The point is, after Lowell there was a backlash by many (but not all) of the professionals towards planetary science that lasted for decades. Of course some scientists continued to study the worlds in our Sol system and strides were made (G. Kuiper is one prominent name, and of course Clyde Tombaugh), but the guys with the big observatories tended to focus on the wider Universe. Of course this was not solely because of Lowell, but he did not help as much as you think.

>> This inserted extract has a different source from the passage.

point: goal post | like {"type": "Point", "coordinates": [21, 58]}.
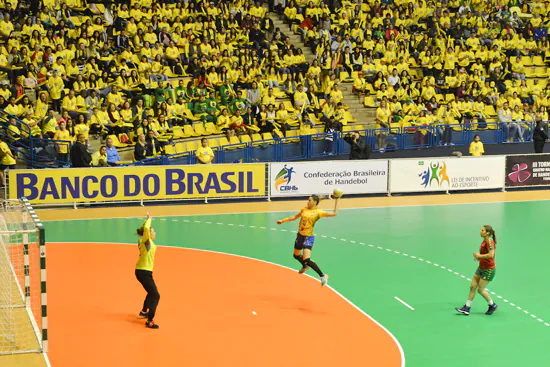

Yes, he helped make Mars exciting in the mind of the public and we got some thrilling science fiction out of it in the form of conquering aliens and exotic princesses, but that is not exactly progress. Besides, the whole canal issue disappeared quickly after the Mariner probes started examining Mars up close and was already fading just before the Space Age anyway.
ljk (said previously):
“I am sensing here that there is more than just a “freedom of speech” support for the cranks: I can almost feel the anti-science/anti-establishment vibe in your comments.”
Bob replied:
Nonsense, I rightly criticize the arrogance of those who slow science down by resistance to new ideas, especially if they don’t like where they originate from. Many scientists have an incredible “not invented here” mentality and I have seen progress delayed for years if not decades because of establishment hostility to new ideas. Yet they virtually all get funded by the taxpayers. As a taxpayer I want greater oversight and accountability as well as mechanisms to reward creativity.
LJK replies:
I will say again: I am certainly not against creative thinking, which is very important for scientific progress and society in general. What I am against are those people who delve into areas that are essentially dead ends but pursuing them with the fervor of a religious fanatic. If an individual wants to run around a field all day with a butterfly net chasing elves and fairies, that is their choice and issue. But when these same kind of folks start insisting that everyone else better do this too or they aren’t real scientists, etc., that is where I draw the line.
Besides, this kind of pseudoscientific “investigation” dominates television and the net anyway, from ghost hunting programs to guys who blow stuff up in the alleged name of science. Real science has enough trouble staying afloat in terms of funding and public support in this entertainment-hungry society.
Bob said:
As a society we need new ways to fund and do science. Right now it is a way too conservative good old boys club hostile to new ideas.
LJK replies:
Okay, how shall we do this? In particular, how do you do real research to find real knowledge outside the parameters of science without ending having exactly the same situations and institutions you are complaining about? I am not asking rhetorically, either.
Bob said:
Do you disagree with my assertion that people like Seth Shostak and Jill Tarter would be truly disappointed if it turned out that UFO’s actually existed?
LJK:
In two words: Hell, yeah! You need to read more interviews with those two and check out what other SETI folk have to say. If an alien spaceship landed in front of them (and so long as it did not behave in a hostile way), their reaction, as would be mine, would be major celebration! In fact ,I recall at least one of them saying it would certainly save them a lot of time searching via radio telescope.